There was a time in our history when Australia kept immigrants and visitors with dark skin at arm's length. Indian students and others from the Subcontinent and South East Asia were also a rare species. This was the era of the White Australia Policy, which remained on the statute books until 1972 when it was repealed by an act of parliament.
But in 1950 a new educational scheme, called the Colombo Plan, became a centrepiece of Australian Foreign Policy. It marked the beginning of the end of the White Australia Policy and played a significant role in the thawing of old entrenched attitudes.
The Colombo Plan affected my teenage years on a very personal level. As a Muslim teenager of Pakistani ancestry growing up in Perth in the late '50s, I was miserable and given to rehearsing rebellious speeches in front of the mirror, speeches that went no further than my bedroom. I envied the freedom enjoyed by my Anglo-Australian friends and spent a lot of time daydreaming about taboo pastimes, like dancing the twist and 'going out'.
There were no other Muslim families in Perth. My grandfathers had ventured to Australia in the 1890s, years before 1901 and the slamming of doors in the faces of people who looked like 'us'. On weekends I entered a twilight zone. I knew there had to be more to life than taking my baby brother to the cinema. This was decades before mobiles and the internet linked you up with like-minded strangers.
But one sunny day a normal teenage life became my lot, and my father's hair did not turn grey overnight.
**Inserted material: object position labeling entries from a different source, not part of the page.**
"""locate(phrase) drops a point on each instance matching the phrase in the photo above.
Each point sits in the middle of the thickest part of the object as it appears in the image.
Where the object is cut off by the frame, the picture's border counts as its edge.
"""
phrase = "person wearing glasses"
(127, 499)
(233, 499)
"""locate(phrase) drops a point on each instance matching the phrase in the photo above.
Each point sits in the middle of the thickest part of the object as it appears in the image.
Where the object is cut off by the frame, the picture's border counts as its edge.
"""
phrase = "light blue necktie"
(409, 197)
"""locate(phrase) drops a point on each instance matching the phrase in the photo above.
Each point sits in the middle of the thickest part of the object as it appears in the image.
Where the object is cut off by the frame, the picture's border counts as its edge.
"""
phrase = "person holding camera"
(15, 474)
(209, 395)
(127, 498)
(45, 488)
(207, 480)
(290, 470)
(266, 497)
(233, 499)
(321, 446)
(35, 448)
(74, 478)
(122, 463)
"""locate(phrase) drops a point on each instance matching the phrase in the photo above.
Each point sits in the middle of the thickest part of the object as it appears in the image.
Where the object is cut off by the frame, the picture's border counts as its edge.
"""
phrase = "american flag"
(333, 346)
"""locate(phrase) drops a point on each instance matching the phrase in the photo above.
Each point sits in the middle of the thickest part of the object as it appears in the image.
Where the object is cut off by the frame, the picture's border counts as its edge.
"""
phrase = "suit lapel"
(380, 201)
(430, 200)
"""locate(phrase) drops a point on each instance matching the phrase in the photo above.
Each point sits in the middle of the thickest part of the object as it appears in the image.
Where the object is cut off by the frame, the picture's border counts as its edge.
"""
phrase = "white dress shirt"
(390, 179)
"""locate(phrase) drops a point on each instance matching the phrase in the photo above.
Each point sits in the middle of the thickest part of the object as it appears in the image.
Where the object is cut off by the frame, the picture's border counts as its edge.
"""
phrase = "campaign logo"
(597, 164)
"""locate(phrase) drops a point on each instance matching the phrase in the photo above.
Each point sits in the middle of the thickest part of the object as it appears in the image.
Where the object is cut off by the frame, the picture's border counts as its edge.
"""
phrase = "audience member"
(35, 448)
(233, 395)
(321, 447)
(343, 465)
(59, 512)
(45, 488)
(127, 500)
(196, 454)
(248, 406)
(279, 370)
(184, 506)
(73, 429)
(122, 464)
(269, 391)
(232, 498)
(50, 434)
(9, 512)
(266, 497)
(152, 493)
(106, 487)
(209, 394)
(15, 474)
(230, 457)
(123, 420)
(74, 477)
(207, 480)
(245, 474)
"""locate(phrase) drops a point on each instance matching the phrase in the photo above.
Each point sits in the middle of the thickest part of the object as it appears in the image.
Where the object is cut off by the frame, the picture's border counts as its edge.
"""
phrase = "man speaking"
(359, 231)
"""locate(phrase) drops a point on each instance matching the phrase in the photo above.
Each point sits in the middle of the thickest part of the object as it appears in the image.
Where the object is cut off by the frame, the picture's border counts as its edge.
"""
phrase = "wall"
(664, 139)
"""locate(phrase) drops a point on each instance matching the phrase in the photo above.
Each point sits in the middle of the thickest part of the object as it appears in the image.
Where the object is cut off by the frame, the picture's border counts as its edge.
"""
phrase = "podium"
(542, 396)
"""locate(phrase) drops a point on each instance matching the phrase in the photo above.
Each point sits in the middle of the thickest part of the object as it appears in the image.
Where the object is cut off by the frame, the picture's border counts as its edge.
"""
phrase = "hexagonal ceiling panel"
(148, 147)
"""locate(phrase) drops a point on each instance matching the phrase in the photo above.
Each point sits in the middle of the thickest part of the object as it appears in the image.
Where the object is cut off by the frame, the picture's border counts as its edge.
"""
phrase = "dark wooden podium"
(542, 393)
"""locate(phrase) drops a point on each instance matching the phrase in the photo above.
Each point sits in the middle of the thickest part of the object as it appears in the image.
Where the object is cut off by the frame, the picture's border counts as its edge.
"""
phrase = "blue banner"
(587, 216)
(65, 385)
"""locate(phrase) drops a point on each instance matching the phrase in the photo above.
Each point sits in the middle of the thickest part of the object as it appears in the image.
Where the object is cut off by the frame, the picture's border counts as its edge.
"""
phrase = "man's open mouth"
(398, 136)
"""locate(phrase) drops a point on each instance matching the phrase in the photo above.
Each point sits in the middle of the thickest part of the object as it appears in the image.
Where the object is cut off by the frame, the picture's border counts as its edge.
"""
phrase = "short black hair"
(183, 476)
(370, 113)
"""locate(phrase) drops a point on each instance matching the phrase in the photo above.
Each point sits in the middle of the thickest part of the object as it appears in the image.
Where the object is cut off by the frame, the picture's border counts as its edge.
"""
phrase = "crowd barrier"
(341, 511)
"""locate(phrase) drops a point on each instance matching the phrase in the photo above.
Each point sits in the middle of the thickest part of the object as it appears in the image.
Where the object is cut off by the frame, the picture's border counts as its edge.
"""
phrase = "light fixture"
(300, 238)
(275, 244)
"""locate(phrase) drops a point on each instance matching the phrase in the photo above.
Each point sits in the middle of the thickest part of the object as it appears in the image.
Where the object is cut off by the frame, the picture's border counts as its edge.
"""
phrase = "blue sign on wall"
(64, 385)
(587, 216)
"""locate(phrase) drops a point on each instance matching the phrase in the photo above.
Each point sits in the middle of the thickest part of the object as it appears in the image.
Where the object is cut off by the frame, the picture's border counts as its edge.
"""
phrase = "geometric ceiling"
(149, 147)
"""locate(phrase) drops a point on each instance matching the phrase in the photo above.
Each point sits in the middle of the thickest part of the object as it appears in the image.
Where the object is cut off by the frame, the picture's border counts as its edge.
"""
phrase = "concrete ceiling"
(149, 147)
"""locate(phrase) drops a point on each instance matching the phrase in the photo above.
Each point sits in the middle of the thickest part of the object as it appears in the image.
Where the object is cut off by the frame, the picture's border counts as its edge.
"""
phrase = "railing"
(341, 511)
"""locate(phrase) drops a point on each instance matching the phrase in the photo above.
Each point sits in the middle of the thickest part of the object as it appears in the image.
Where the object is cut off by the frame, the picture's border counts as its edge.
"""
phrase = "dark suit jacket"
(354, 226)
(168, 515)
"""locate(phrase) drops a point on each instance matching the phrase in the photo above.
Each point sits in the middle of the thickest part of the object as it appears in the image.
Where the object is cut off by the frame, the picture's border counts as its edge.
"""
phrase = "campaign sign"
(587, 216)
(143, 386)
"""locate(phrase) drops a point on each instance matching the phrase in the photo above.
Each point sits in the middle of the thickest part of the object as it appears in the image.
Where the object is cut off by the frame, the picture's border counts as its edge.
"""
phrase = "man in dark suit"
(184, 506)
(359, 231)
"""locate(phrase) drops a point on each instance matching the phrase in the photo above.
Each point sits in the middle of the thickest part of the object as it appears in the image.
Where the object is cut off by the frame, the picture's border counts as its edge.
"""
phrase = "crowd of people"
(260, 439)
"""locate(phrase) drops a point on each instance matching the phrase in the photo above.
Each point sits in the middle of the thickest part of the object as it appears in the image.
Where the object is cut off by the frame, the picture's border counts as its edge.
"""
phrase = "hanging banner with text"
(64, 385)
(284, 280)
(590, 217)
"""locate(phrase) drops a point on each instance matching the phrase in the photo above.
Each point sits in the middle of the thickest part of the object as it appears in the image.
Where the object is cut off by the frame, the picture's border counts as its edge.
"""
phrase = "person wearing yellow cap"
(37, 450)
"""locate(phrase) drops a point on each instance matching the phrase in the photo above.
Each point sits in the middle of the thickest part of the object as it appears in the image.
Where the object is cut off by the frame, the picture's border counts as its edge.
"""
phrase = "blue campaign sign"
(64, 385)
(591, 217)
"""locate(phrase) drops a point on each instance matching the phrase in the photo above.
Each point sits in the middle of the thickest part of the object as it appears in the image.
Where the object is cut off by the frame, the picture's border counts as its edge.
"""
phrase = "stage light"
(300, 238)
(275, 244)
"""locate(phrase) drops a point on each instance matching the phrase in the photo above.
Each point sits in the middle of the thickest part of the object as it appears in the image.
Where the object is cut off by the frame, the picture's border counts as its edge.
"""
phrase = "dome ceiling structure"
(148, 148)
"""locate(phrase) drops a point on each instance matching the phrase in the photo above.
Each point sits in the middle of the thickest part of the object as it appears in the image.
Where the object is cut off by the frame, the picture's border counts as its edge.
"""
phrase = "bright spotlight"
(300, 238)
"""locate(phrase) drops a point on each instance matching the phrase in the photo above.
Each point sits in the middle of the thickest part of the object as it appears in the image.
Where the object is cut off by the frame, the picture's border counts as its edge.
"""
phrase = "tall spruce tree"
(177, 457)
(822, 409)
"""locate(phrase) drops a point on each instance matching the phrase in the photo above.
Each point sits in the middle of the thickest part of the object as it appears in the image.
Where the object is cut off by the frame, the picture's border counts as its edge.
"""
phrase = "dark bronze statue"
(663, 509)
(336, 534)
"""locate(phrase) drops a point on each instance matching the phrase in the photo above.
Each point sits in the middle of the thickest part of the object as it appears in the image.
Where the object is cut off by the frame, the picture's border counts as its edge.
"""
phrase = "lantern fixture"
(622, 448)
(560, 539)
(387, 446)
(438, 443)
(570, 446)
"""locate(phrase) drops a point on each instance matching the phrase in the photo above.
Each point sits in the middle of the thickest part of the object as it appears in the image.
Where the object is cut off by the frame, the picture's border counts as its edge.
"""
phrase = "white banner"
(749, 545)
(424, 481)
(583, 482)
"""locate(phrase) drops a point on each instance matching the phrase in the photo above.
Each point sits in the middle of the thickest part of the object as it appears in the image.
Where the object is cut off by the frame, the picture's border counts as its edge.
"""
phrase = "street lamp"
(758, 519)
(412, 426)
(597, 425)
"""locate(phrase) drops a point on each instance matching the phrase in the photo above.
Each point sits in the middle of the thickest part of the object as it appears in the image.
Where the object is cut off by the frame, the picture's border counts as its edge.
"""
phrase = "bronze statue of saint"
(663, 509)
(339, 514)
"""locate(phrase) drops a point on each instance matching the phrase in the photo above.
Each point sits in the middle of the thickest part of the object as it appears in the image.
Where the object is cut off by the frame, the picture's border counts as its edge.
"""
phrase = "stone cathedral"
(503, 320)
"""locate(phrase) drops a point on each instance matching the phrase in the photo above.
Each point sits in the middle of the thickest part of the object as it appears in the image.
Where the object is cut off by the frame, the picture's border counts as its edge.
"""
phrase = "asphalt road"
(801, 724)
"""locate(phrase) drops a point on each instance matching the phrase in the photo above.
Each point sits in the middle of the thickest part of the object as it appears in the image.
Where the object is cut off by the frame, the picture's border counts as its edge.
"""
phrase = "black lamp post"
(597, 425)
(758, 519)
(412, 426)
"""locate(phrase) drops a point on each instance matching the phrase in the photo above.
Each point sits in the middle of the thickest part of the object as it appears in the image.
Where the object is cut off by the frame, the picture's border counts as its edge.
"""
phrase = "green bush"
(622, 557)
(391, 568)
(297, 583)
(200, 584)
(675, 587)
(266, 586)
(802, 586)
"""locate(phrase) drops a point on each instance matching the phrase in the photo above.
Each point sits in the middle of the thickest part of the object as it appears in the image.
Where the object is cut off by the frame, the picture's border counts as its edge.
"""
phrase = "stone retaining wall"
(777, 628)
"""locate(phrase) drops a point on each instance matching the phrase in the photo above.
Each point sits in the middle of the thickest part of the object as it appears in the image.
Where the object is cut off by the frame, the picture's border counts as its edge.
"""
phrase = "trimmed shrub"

Suddenly I had friends who looked like me and we could go out together as a group. I owed it all to an Australian initiative for students from the Asia-Pacific region, an educational scheme light years ahead of the times.
Under the plan the first students to enrol in our tertiary institutions came from Malaysia, Singapore, Indonesia, India and Pakistan. In the early phase of the plan many students happened to be Muslims. Nursing, engineering, business studies and economics were popular choices.
Certainly the students were carefully selected: intelligent, proficient in English, friendly, charming and good looking young people. Friendships were forged and many Anglo-Celtic homes 'adopted' the newcomers. So did service clubs and sporting and church organisations. Universities treated them as special guests.